La Natura come trampolino di lancio

 

E’ dall’idea della dinamicità spaziale che prende voce la mia sperimentazione .
Superando il momento in cui la tela si rompe e lo spazio entra nella composizione, vorrei piuttosto proporre l’arte come atto di conoscenza o meglio del riconoscere :
” la tridimensionalità binoculare” e “ l’allineamento spaziale”.

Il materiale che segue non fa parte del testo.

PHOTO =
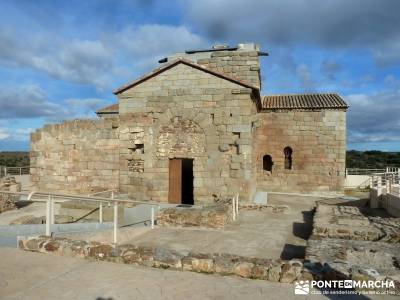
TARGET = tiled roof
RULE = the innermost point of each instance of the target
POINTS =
(109, 109)
(303, 101)
(187, 62)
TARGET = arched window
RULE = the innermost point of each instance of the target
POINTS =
(267, 163)
(288, 157)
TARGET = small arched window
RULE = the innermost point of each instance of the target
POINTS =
(267, 163)
(288, 157)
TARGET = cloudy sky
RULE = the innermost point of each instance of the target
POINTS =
(61, 59)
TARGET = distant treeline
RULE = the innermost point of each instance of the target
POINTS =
(355, 159)
(372, 159)
(14, 159)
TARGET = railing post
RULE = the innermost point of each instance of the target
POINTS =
(115, 221)
(237, 204)
(48, 215)
(101, 213)
(233, 209)
(52, 221)
(152, 217)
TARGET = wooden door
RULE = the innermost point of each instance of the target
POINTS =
(175, 181)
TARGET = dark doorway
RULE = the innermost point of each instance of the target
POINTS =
(187, 181)
(181, 181)
(267, 163)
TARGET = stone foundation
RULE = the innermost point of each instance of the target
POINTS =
(209, 216)
(158, 257)
(7, 201)
(353, 223)
(336, 259)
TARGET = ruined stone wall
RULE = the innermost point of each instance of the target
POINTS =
(186, 113)
(318, 141)
(244, 65)
(76, 156)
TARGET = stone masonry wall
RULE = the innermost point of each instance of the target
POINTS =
(76, 156)
(318, 141)
(186, 113)
(244, 65)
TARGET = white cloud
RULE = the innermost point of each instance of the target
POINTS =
(31, 101)
(375, 117)
(334, 24)
(4, 134)
(95, 62)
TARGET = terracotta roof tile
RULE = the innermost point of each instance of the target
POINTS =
(114, 108)
(303, 101)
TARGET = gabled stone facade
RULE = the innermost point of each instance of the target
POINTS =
(205, 108)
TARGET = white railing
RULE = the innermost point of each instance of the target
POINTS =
(357, 171)
(385, 192)
(5, 171)
(51, 198)
(235, 207)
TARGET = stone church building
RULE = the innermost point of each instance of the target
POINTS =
(195, 129)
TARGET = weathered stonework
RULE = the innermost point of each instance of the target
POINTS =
(349, 222)
(160, 257)
(338, 259)
(208, 110)
(76, 156)
(11, 185)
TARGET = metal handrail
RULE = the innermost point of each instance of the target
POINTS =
(77, 197)
(101, 200)
(112, 192)
(51, 197)
(14, 170)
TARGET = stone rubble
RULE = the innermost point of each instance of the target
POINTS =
(160, 257)
(11, 185)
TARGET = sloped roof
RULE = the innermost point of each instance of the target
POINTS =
(173, 63)
(111, 109)
(303, 101)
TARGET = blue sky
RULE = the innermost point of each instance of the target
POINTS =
(62, 59)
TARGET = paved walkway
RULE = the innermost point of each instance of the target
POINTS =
(261, 234)
(26, 275)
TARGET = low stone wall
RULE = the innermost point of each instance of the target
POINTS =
(158, 257)
(352, 223)
(216, 216)
(7, 201)
(337, 259)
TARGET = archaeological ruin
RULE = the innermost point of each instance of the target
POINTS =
(196, 129)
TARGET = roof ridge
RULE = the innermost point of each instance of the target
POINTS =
(174, 62)
(304, 101)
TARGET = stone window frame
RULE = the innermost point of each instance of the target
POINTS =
(267, 163)
(288, 158)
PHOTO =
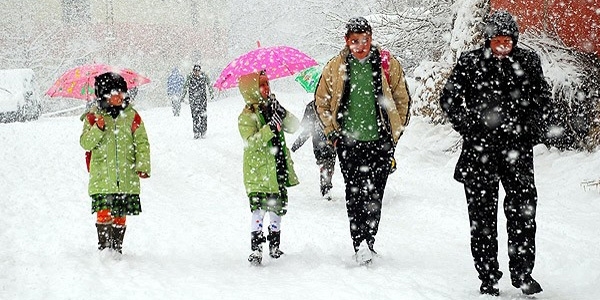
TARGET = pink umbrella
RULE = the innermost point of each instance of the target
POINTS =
(277, 61)
(79, 82)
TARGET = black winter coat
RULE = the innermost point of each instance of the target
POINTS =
(496, 104)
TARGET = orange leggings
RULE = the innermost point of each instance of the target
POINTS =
(104, 217)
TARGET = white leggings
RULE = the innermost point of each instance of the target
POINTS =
(257, 220)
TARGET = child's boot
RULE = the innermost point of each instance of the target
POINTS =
(274, 242)
(257, 239)
(104, 235)
(118, 232)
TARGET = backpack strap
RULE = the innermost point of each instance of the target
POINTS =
(385, 64)
(137, 120)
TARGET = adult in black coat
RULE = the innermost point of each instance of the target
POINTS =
(496, 98)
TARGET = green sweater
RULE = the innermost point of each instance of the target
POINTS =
(360, 120)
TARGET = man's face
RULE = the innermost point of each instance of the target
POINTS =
(359, 44)
(263, 85)
(116, 98)
(501, 45)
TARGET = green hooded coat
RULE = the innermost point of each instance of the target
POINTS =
(260, 175)
(117, 153)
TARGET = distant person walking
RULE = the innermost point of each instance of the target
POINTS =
(196, 85)
(363, 102)
(496, 98)
(175, 83)
(324, 152)
(119, 155)
(268, 167)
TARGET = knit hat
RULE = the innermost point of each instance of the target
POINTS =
(358, 25)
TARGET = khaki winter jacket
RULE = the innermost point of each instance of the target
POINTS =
(329, 95)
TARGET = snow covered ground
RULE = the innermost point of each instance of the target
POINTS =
(192, 239)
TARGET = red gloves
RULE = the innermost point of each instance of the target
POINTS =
(100, 122)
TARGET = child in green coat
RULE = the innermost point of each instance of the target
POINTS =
(268, 166)
(119, 155)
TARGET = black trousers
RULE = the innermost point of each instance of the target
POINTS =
(199, 118)
(514, 169)
(365, 167)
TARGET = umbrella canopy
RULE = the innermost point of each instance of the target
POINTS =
(309, 78)
(277, 61)
(78, 82)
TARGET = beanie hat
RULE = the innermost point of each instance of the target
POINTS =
(501, 22)
(107, 82)
(358, 25)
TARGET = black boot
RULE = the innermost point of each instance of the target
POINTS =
(274, 242)
(104, 236)
(118, 235)
(256, 245)
(527, 284)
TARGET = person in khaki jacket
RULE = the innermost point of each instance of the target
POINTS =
(363, 102)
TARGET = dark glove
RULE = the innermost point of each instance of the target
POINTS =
(276, 108)
(275, 123)
(392, 165)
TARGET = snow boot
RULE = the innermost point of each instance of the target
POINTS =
(274, 242)
(118, 235)
(257, 239)
(489, 287)
(527, 284)
(104, 236)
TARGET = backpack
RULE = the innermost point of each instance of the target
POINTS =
(91, 117)
(385, 63)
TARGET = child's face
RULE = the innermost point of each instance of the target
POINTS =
(263, 85)
(359, 44)
(501, 45)
(116, 99)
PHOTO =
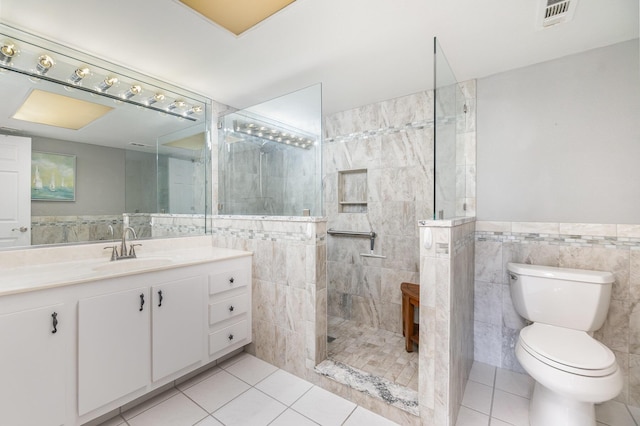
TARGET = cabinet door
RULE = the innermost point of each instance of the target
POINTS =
(32, 367)
(113, 347)
(178, 325)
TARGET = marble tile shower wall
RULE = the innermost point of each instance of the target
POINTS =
(289, 286)
(614, 248)
(393, 141)
(446, 317)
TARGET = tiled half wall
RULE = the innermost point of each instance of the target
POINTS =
(446, 317)
(289, 286)
(607, 247)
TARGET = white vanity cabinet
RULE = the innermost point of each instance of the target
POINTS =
(33, 365)
(177, 325)
(114, 345)
(229, 307)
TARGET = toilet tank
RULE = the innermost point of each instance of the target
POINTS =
(570, 298)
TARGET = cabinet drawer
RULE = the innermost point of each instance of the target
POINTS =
(227, 337)
(228, 308)
(229, 280)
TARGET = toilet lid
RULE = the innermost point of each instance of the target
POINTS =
(570, 350)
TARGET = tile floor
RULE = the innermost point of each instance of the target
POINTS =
(374, 351)
(498, 397)
(245, 390)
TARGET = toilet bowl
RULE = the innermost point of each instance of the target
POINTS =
(572, 370)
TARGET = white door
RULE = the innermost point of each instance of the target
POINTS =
(32, 367)
(15, 191)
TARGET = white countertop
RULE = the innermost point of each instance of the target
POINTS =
(56, 274)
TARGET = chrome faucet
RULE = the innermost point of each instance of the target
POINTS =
(124, 253)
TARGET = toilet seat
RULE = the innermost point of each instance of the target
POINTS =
(568, 350)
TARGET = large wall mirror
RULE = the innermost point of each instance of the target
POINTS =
(107, 148)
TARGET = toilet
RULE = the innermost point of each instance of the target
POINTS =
(571, 369)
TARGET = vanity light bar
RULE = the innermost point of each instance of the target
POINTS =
(45, 63)
(274, 134)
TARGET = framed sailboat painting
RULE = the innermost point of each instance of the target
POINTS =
(53, 177)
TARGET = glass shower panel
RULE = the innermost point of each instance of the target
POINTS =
(270, 157)
(449, 182)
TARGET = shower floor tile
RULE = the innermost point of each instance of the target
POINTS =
(372, 350)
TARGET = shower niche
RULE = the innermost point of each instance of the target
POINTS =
(352, 191)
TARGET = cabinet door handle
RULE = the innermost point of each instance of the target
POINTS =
(54, 322)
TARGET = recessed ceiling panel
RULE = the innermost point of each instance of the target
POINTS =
(57, 110)
(237, 16)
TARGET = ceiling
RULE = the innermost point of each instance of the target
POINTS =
(362, 51)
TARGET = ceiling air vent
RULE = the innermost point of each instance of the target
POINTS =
(556, 12)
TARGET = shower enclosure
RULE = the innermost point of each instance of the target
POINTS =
(270, 157)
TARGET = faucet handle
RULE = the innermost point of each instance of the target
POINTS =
(114, 252)
(132, 250)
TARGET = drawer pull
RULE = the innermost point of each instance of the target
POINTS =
(54, 322)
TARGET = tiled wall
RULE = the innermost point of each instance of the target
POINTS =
(393, 142)
(446, 317)
(72, 229)
(289, 286)
(614, 248)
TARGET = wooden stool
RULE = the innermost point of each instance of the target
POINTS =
(410, 299)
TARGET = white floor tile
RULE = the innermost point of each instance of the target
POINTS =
(208, 421)
(144, 406)
(468, 417)
(496, 422)
(362, 416)
(175, 411)
(197, 379)
(635, 412)
(215, 391)
(324, 407)
(477, 397)
(510, 408)
(251, 369)
(292, 418)
(283, 386)
(252, 408)
(515, 383)
(483, 373)
(614, 413)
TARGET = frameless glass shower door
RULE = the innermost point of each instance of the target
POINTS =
(449, 182)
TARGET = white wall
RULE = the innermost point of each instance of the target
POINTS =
(560, 141)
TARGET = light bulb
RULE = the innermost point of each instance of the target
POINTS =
(45, 63)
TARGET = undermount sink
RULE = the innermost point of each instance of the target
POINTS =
(128, 265)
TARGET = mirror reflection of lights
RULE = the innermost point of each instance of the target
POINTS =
(158, 97)
(107, 84)
(44, 64)
(78, 75)
(7, 52)
(176, 105)
(134, 90)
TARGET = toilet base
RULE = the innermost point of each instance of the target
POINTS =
(549, 408)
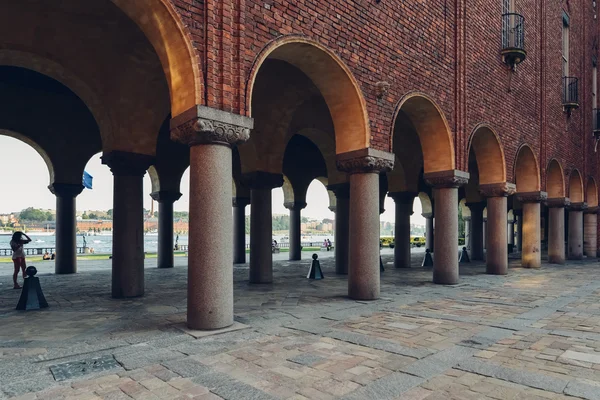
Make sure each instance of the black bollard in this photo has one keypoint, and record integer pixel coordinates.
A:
(464, 256)
(428, 260)
(32, 297)
(315, 269)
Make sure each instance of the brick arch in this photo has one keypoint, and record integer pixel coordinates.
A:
(432, 128)
(35, 146)
(555, 180)
(334, 80)
(489, 154)
(172, 42)
(527, 171)
(591, 195)
(576, 192)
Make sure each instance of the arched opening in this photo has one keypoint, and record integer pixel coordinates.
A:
(555, 180)
(592, 193)
(332, 79)
(576, 193)
(489, 156)
(527, 174)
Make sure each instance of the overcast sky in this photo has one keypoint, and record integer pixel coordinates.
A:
(29, 188)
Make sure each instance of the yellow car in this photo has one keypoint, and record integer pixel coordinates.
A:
(417, 241)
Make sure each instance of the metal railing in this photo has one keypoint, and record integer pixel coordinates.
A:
(570, 91)
(513, 31)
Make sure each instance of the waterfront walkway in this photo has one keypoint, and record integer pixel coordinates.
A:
(534, 334)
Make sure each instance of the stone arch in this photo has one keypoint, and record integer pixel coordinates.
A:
(52, 69)
(576, 192)
(489, 155)
(433, 131)
(334, 80)
(426, 206)
(527, 171)
(555, 180)
(171, 40)
(591, 194)
(36, 147)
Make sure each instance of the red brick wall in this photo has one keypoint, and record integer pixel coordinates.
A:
(444, 48)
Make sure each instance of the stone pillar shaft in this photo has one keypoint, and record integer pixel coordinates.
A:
(239, 230)
(590, 234)
(575, 239)
(66, 237)
(556, 230)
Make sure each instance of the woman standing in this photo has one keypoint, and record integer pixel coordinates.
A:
(16, 244)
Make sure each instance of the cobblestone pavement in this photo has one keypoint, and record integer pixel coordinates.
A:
(533, 334)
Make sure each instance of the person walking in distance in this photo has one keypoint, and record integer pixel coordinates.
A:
(16, 244)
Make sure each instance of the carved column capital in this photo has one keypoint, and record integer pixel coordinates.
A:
(447, 179)
(341, 190)
(123, 163)
(365, 161)
(262, 180)
(65, 189)
(295, 205)
(166, 196)
(532, 197)
(503, 189)
(578, 206)
(240, 201)
(205, 125)
(558, 202)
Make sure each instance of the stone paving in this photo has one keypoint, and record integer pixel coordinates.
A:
(533, 334)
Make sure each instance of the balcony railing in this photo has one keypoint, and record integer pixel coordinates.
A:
(513, 39)
(570, 92)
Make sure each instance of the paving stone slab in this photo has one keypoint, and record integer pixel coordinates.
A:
(387, 388)
(520, 377)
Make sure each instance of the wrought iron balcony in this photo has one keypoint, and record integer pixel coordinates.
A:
(570, 93)
(513, 39)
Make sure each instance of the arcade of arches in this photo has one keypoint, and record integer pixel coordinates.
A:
(141, 102)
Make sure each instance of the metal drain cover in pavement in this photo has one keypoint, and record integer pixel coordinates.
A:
(75, 369)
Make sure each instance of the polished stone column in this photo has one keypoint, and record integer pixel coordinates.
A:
(128, 222)
(531, 254)
(364, 167)
(476, 229)
(165, 201)
(342, 226)
(261, 224)
(210, 133)
(66, 236)
(556, 229)
(428, 230)
(575, 239)
(590, 232)
(239, 229)
(446, 183)
(295, 233)
(467, 221)
(497, 240)
(404, 203)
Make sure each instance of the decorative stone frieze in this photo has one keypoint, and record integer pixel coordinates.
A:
(447, 179)
(578, 206)
(503, 189)
(205, 125)
(558, 202)
(365, 161)
(532, 197)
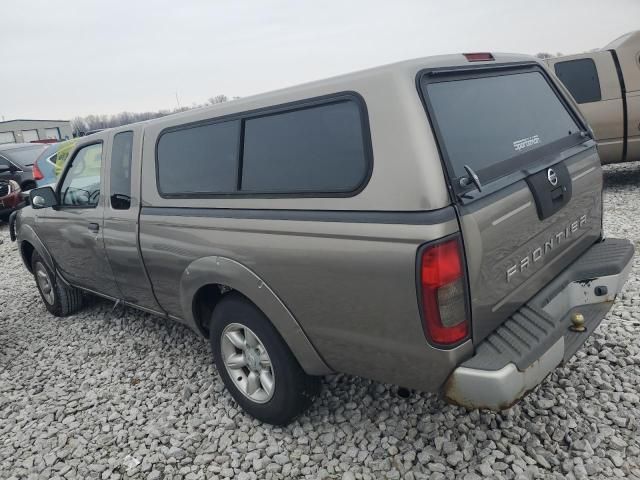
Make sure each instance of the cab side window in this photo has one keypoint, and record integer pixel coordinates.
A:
(81, 184)
(121, 153)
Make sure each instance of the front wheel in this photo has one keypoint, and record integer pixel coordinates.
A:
(60, 299)
(256, 365)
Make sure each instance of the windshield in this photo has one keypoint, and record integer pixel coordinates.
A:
(26, 156)
(485, 121)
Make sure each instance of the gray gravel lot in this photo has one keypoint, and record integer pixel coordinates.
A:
(100, 396)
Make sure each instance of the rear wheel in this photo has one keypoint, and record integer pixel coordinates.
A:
(256, 364)
(60, 299)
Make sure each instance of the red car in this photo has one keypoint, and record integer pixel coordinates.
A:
(9, 198)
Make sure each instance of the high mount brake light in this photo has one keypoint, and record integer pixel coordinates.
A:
(443, 296)
(479, 57)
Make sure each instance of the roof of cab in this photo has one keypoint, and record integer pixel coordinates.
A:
(631, 38)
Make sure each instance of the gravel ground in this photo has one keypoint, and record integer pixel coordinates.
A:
(106, 397)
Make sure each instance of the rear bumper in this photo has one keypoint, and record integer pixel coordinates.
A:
(537, 338)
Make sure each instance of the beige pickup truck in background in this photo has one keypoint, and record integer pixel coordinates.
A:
(606, 85)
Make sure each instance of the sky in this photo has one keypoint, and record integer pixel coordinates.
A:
(66, 58)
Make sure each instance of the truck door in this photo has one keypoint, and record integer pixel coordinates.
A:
(122, 205)
(592, 80)
(72, 231)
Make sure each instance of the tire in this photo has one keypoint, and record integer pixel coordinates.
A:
(292, 390)
(60, 299)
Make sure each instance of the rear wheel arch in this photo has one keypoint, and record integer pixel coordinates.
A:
(206, 280)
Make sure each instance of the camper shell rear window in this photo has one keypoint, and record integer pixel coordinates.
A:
(496, 121)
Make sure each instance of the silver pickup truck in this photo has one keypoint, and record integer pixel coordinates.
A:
(435, 224)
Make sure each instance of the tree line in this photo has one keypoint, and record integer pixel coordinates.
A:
(81, 125)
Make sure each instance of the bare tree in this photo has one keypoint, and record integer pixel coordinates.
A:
(81, 125)
(217, 99)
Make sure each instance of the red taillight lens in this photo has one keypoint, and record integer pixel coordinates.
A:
(442, 281)
(479, 57)
(37, 174)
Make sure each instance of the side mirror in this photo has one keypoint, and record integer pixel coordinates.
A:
(43, 197)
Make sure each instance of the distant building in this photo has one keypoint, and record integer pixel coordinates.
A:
(25, 131)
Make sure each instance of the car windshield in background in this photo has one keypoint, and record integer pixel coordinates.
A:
(485, 121)
(24, 156)
(49, 153)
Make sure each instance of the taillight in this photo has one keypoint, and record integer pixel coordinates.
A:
(37, 174)
(479, 57)
(444, 299)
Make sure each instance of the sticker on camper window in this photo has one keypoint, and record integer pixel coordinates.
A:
(526, 142)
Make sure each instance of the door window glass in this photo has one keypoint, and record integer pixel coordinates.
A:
(121, 171)
(81, 184)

La sintesi dei miei studi possono definirsi

La nuova visione Spaziale”.

Lo spazio che il nostro cervello elabora viene rappresentato con un immagine binoculare, pertanto doppia immagine, (non solo punti di vista diversi ”Cubismo”);

E dunque superfici piane poste nello spazio che creano lo spazio (senza tuttavia abolire lo spazio tridimensionale “ Neoplasticismo”);

Inoltre induco l’osservatore ad interagire con l’Opera d’arte anche con la quarta dimensione.

Il primo tentativo di applicazione degli studi sulla Tridimensionalità Binoculare è rappresentato
dall’opera “Dal mio Studio ,1988”.
Qui la rappresentazione del paesaggio esterno ricerca la profondità espressiva attraverso un linguaggio che determina nell’osservatore la doppia visione degli oggetti, grazie all’uso del colore, evidenziato nelle linee della porta e del balcone.